One of the most significant contemporary painters in Europe, Neo Rauch is the best known of the New Leipzig school artists. Arguably, he is responsible for the late twentieth century renaissance in German painting, a reluctant star whose works are held by leading museums and galleries across the globe.
Rauch’s work is immediately recognisable. His enigmatic compositions masterfully combine figurative imagery and surrealist abstraction, setting a peculiar cast of human characters, animals and hybrid beings in bizarre, dreamlike scenes. Scale is deliberately warped and non-perspectival, suggesting different times or planes of existence, while a typically muted palette lends a somber, contemplative air.
Born in Leipzig in 1960, Rauch grew up with his grandparents having lost his parents in a tragic train accident when he was just four weeks old. He studied at the city’s Academy of Fine Arts under Arno Rink, among others, and would later go on to teach at the same institution.

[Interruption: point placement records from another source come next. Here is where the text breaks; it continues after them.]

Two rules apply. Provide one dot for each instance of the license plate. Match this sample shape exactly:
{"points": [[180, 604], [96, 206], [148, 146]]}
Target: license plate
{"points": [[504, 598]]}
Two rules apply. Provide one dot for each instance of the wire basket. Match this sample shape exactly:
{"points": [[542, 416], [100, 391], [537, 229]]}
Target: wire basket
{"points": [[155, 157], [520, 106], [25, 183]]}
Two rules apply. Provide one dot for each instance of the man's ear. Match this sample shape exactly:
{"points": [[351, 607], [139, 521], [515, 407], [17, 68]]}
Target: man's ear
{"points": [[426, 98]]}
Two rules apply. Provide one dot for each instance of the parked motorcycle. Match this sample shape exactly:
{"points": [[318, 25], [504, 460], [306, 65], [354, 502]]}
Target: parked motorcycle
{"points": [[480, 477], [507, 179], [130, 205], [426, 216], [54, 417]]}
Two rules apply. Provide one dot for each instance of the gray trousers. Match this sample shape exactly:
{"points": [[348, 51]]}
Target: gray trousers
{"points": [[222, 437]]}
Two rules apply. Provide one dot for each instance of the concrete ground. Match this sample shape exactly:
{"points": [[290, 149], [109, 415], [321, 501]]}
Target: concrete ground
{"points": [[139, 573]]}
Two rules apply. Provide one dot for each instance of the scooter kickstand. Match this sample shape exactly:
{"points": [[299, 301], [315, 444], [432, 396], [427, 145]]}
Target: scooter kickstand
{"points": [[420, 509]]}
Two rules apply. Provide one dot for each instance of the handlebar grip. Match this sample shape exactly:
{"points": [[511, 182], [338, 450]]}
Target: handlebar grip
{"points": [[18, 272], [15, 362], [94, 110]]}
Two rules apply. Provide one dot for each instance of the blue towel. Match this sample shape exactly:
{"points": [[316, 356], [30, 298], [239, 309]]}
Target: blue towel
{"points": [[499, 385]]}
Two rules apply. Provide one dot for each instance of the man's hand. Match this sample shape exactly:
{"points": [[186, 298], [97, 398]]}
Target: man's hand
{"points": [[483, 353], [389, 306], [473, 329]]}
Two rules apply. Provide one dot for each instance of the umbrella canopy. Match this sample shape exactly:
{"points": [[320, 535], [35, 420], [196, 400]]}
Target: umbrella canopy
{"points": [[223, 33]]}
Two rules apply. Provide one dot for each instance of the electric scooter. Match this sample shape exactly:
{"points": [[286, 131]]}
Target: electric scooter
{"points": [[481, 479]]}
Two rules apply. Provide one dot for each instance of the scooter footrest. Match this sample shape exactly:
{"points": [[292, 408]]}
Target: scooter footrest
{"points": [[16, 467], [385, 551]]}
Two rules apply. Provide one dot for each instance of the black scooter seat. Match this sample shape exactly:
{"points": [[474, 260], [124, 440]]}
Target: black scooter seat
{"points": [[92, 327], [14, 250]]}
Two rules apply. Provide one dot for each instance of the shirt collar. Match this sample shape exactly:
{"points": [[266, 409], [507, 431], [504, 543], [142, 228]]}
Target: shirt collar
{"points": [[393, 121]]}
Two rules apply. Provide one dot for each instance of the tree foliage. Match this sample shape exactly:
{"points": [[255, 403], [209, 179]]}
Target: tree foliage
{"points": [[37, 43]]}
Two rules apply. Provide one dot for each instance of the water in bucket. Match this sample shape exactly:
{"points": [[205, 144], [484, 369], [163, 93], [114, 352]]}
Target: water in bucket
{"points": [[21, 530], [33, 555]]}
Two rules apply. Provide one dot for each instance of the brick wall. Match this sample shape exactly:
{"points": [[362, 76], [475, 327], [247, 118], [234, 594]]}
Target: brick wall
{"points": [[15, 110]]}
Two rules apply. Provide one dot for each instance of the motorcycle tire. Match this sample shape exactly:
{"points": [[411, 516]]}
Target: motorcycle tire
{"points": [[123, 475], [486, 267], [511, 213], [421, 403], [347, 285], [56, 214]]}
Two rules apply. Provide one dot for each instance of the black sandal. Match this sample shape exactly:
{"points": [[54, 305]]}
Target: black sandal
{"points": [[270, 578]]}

At a time when painting was considered to be dead in the West, figurative creations were the norm in Leipzig; Max Beckmann, Otto Dix and Salvador Dalí all influenced Rauch’s artistic development. Traces of Socialist Realism, demure colours and post-industrial landscapes give Rauch’s creations a Cold War feel; for the New York art scene at the turn of this century, he was “the painter who came in from the cold.” Yet his fairytale-like imagery has a timeless quality, a psychological depth which defies simplistic labelling.
Comics, popular culture and the unconscious also play a key role. And according to Nicola Graef — the filmmaker behind the 2016 feature documentary Neo Rauch — Gefährten und Begetter — the fact of being an orphan has shaped Rauch’s approach. “He has felt that void his entire life…Since he is such an extremely sensitive person, all of that emotion is laid bare. And you can see that in his pictures.” Rauch himself seems to agree: “When I paint, I don’t think, and instead I surrender myself completely to my feelings and to what the canvas demands of me.”
Rauch’s first major museum survey was co-hosted by the Museum der Bildenden Künste Leipzig and the Pinakothek der Moderne, Munich in 2010, and he has held solo presentations in leading institutions worldwide, such as The Metropolitan Museum of Art, New York; Albertina, Vienna; Musée d’art contemporain de Montréal and BOZAR – Centre for Fine Arts, Brussels.
Museum collections which hold works by the artist include Gemeentemuseum, The Hague; Hamburger Bahnhof – Museum für Gegenwart, Berlin; Museum der Bildenden Künste Leipzig; The Museum of Modern Art, New York; Pinakothek der Moderne, Munich; Solomon R. Guggenheim Museum, New York; and the Stedelijk Museum, Amsterdam.